After upload, the TxData LED starts flashing, indicating that serial transmit is happening.
If you don't open a Serial Monitor or a terminal program, or any program that takes data from the serial port, the TxD LED will eventually stop flashing. What happened? Well, nothing was taking the data over the USB port, The TxD LED is controlled by the USB<-->Serial chip, and once the serial buffer is full, the LED comes on and stays on.
If uou unplug and replug the Arduino, the TxD LED will not come on. This does not mean that the AVR on the board is not transmitting; only that the LED is not being turned on by the USB<-->serial adapter, because there is nothing on the PC connecting to the USB the Arduino is on.
Were you to connect the TxD line to the RxD line of another Arduino, you would see that it's still transmitting.
Here's a little experiment to help convince you that it works.
Attach a resistor (I used 100 ohms) and an LED in series between TxD (pin 1) and +5V. Plug tyou Arduino in. You'll see that even though the board's TxD LED does not flash, the LED you attached does flash, because it IS sending data.

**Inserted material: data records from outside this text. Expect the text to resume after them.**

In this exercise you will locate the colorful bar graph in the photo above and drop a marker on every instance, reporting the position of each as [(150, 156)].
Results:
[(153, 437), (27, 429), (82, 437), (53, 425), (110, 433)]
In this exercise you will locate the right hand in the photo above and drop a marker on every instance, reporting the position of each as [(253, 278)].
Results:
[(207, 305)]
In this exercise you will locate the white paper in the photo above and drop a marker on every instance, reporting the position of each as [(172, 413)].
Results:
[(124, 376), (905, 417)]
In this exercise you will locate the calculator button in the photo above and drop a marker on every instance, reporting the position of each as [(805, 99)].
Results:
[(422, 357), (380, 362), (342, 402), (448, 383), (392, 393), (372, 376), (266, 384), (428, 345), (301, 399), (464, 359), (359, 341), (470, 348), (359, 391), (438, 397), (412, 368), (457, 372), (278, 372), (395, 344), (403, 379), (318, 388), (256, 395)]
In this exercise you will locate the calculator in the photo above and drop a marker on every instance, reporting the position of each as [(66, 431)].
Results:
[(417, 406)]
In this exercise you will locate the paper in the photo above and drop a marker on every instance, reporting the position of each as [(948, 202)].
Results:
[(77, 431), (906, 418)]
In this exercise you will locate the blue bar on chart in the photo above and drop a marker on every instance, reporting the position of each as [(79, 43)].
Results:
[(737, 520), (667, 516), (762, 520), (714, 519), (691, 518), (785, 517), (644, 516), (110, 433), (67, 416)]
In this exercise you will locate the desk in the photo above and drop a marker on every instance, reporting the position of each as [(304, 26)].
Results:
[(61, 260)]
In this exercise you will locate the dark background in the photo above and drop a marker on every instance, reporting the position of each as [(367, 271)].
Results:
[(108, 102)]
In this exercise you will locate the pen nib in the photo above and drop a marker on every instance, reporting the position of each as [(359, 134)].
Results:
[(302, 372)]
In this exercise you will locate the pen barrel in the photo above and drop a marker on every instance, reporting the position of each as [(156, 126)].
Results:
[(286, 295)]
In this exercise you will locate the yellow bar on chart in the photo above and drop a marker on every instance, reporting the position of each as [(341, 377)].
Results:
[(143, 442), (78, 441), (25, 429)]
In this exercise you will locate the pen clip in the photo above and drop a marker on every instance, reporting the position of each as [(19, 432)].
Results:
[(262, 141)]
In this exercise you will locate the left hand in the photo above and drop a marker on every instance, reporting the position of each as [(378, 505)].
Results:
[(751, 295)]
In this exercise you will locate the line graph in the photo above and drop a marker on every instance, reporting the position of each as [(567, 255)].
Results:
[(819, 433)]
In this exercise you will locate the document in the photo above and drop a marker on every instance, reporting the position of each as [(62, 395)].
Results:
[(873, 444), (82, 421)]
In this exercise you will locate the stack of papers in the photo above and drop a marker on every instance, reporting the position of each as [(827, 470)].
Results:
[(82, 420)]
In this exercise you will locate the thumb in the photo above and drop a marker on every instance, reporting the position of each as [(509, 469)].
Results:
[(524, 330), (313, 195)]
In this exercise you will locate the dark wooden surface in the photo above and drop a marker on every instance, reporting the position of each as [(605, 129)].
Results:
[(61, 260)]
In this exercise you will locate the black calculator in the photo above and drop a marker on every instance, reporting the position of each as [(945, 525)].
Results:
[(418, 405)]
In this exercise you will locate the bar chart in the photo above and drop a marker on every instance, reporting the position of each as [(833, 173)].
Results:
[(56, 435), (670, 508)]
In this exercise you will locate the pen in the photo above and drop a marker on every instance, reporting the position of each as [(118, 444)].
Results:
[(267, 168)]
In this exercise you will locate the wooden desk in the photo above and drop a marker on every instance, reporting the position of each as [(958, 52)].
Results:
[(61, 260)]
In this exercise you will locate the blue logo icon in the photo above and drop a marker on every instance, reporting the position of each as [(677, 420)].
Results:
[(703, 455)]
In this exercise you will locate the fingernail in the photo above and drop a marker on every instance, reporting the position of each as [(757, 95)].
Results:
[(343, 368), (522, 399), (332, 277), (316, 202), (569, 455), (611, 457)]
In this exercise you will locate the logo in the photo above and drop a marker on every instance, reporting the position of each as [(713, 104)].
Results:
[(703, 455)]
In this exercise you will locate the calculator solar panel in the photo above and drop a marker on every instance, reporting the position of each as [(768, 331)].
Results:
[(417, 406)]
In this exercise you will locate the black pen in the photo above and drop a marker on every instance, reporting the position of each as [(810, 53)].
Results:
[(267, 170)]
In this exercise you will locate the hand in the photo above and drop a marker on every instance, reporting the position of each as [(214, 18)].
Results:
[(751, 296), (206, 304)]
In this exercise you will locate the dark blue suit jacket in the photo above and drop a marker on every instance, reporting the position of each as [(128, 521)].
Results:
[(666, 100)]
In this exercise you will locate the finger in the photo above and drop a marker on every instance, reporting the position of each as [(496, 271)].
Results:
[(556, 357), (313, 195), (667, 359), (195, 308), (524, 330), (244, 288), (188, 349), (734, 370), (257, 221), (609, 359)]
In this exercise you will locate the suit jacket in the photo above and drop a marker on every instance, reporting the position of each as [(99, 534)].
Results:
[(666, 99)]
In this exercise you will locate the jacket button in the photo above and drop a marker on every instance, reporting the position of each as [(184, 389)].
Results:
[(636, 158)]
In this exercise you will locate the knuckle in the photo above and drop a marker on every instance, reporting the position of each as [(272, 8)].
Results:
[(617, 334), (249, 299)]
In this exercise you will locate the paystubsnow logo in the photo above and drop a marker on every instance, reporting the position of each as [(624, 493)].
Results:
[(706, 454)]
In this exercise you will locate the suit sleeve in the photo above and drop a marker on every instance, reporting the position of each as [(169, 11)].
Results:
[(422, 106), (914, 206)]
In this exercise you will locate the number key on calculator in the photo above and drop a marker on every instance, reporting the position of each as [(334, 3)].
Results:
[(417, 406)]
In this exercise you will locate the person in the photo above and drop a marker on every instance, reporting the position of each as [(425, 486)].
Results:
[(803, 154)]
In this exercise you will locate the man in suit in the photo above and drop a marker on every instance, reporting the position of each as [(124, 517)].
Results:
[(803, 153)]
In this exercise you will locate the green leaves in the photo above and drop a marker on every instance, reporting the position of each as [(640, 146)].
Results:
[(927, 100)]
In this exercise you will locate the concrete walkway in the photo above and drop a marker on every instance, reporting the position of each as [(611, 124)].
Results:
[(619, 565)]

Now change your sketch to send a longer string, say 50 characters or so, and make the delay() 500. Open the Serial Monitor, and observe the LEDs. They will both flash in uison, and the string will appear on the Serial Monitor. Exit the monitor and let the Arduino keep running. Soon, the Arduino's LED will stay on, indicatind a full buffer, but the LED you attached will keep flashing. Why? Because the Serial Monitor WAS attached, and communicated with the Arduino, and when you detached Serial Monitor, the Arduino stopped having its Serial Buffer emptied.
Remember, USB is NOT the same as Serial. it requires handshaking to take data out of the buffer.